Brittany Maynard’s story about having to move to Oregon to access its death-with- dignity law to end her agony from terminal brain cancer elevated the public conversation about dying and end-of-life options to a new level. Her family’s advocacy created a unique opportunity to change the law in California.

But as we prepare to promptly implement the End of Life Option Act that Brittany inspired, it is critically important Californians understand the difference between the option of medical aid in dying and assisted suicide.

Assisting a suicide still is illegal in California, Oregon and other states that authorize the option of medical aid in dying for terminally ill adults.

Medical aid in dying only is an option for mentally sound adults who want to live, but can’t because their terminal disease is killing them. These people request medical aid in dying, not out of despair or depression, but to maintain some dignity and comfort in their final days, to ease their pain and suffering, and to help them pass peacefully.

Obviously, the implementation of the End of Life Option Act will be too late for Emily Rose, who died last year.

Dr. Olvera holding a photo of his daughter, Emily Rose, who died in 2014.
Dr. Olvera holding a photo of his daughter, Emily Rose, who died in 2014.

I wish my sweet 25-year-old daughter, Emily Rose, would have had this option so she could have died gently in her sleep. Instead, she was forced to spend her last four months confined to a bed, blind, gasping for breath, suffering from excruciating headaches that no hospice or palliative care medication could relieve.

But it should not be late for other terminally ill Californians to end their intolerable dying process by utilizing the new law in 2016.

That is why it is so important to understand the difference between medical aid in dying and assisted suicide.

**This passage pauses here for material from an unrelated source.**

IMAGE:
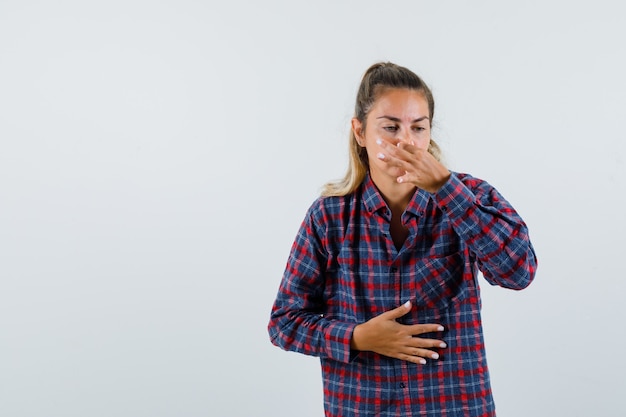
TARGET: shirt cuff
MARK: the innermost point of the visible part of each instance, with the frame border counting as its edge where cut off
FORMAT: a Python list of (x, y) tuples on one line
[(455, 198), (338, 338)]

California’s End of Life Option Act as well as the Oregon, Washington
and Vermont death-with-dignity laws authorizing the option of medical aid in dying for terminally ill, mentally sound adults emphasize that: “Actions taken in accordance with [the Act] shall not, for any purpose, constitute suicide, assisted suicide, mercy killing or homicide, under the law.”

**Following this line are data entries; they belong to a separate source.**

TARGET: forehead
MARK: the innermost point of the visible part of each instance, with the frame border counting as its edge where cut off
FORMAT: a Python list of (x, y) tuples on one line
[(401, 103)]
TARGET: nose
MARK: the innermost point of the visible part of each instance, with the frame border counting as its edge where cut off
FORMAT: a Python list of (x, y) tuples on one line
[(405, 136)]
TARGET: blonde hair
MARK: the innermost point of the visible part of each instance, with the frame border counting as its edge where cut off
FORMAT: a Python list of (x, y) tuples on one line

Under these laws, if a terminally ill person utilizes medical aid  to end an unbearable dying process, the death certificate does not say the cause is “suicide.” It says the cause is the underlying terminal illness, just as it does when a terminally ill adult utilizes palliative sedation to end their suffering. This procedure involves medicating the terminally ill person into a coma, and then withholding fluids and nutrition until death occurs, usually days or weeks later.

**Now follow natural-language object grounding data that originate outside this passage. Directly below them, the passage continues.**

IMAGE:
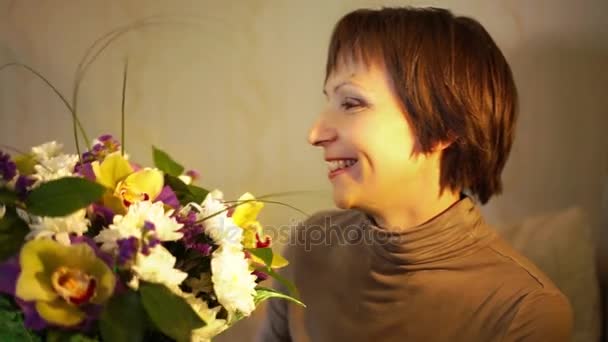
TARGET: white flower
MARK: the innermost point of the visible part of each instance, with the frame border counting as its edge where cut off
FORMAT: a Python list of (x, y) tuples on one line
[(132, 224), (233, 282), (220, 227), (47, 151), (201, 284), (54, 168), (59, 228), (157, 267), (213, 326)]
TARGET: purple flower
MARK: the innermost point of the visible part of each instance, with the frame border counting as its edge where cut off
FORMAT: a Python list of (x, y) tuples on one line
[(193, 174), (192, 232), (150, 238), (22, 186), (8, 168), (168, 197), (105, 145), (127, 249)]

In addition, the nation’s largest medical organization, the American Public Health Association, “Supports allowing a mentally competent, terminally ill adult to obtain a prescription for medication that the person could self-administer to control the time, place, and manner of his or her impending death, where safeguards equivalent to those in the Oregon DDA [Death with Dignity Act] are in place … Rejects the use of inaccurate terms such as ‘suicide’ and ‘assisted suicide’ to refer to the choice of a mentally competent terminally ill patient to seek medications to bring about a peaceful and dignified death.”

The American College of Legal Medicine, American Academy of Hospice and Palliative Medicine, American Medical Women’s Association and American Medical Student Association have adopted similar policies opposing the use of the terms of “suicide” and “assisted suicide” to describe death with dignity and the option of medical aid in dying.

Finally, it’s offensive and hurtful to hear people say my daughter was suicidal when all she wanted was medication to provide a peaceful death. My daughter wanted to live, but not in prolonged agony.

I applaud Gov. Brown for signing the End of Life Option Act after he acknowledged that he didn’t know how he would respond if he faced a terminal illness.

“I do not know what I would do if I were dying in prolonged and excruciating pain,” Gov. Brown wrote in his bill-signing message. “I am certain, however, that it would be a comfort to be able to consider the options afforded by this bill. And I wouldn’t deny that right to others.”

Gov. Brown never referred to the End of Life Option Act as assisted suicide. And neither should you.

Robert Olvera, MD, is a retired, Harvard-trained physician from East Los Angeles who lives in Orange County.